| Alfonso Herrera|| 1943, Mexico City, Mexico|
Alfonso L. Herrera Wikipedia
Alfonso Luis Herrera (3 July 1868 – 1942) was a Mexican biologist, author, educator and founder of several institutions in Mexico City. He conducted research into the origin of life in an attempt to develop a new, experimental science which he called Plasmogeny.
Herrera was born in Mexico City, the son of a well-known naturalist. He studied Pharmacy at the National School of Medicine, graduating in 1889 by which time he had already published several papers in Zoology and Ornithology. He became a teacher at the National Preparatory School (Escuela Nacional Preparatoria), the Military School and the "Normal School for Teachers" (Escuela Normal para Maestros) in Mexico. He also helped to found the Botanical Garden of Chapultepec Park (1922), Mexico City Zoo (1923 - now called Chapultepec Zoo), and the Biological Institute of the University of Mexico.
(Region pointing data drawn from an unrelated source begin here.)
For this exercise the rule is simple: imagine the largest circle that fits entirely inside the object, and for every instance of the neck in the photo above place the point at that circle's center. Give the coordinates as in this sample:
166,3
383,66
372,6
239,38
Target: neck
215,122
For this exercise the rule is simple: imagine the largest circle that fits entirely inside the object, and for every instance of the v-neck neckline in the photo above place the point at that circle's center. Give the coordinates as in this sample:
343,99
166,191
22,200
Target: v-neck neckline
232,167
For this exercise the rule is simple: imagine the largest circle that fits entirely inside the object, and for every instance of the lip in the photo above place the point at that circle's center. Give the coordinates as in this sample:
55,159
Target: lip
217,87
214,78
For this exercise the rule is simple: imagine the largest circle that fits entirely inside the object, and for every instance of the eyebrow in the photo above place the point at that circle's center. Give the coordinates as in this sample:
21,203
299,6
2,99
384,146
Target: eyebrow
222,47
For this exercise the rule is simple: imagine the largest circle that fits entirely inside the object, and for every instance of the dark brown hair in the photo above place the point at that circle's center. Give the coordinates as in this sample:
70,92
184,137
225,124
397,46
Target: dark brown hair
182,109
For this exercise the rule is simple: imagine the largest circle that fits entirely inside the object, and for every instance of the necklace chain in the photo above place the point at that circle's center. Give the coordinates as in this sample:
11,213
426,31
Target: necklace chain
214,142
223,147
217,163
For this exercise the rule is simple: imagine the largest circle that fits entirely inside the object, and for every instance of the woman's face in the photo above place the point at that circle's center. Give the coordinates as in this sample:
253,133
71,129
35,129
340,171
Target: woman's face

Herrera died in Mexico City in 1943.
He developed an experimental science called Plasmogeny, concerned with the origin of protoplasm, the living material of which all animals and plants are made. He reasoned that since life was the result of purely physico-chemical phenomena, it should be possible to create a structure with similar properties to natural protoplasm out of relatively simple organic and inorganic compounds in the laboratory. To this end he conducted experiments to create artificial cells ("protocells") using substances such as Olive Oil, Sodium Hydroxide, Gasoline, Thiocyanate etc.
He published his ideas in books such as Recueil des Lois de la Biologie Generale ("Collection of the General Laws of Biology") in 1897 and Nociones de Biologia in 1904 (reprinted in 1924 as Biologica y Plasmogenia - "Biology and Plasmogeny"). His ideas on plasmogeny were further elaborated in Una Nueva Ciencia - La Plasmogenia ("A New Science - Plasmogeny", 1924) and a shorter version followed in 1932, La Plasmogenia – Nueva Ciencia del Origin de la Vida ("Plasmogeny - The New Science of the Origin of Life"). His experiments were published in two scientific journals which he founded - Gaceta de Plasmogenia (in Spanish) and Bulletin du Laboratoire de Plasmogenie (in French). He also wrote a number of other scientific texts.
Several of his books have now appeared in English translation.
Three reptiles are named in his honor: Kinosternon herrerai (Herrera's mud turtle), Barisia herrerae (Herrera's alligator lizard), and Lampropeltis zonata herrerae (Todos Santos Island kingsnake).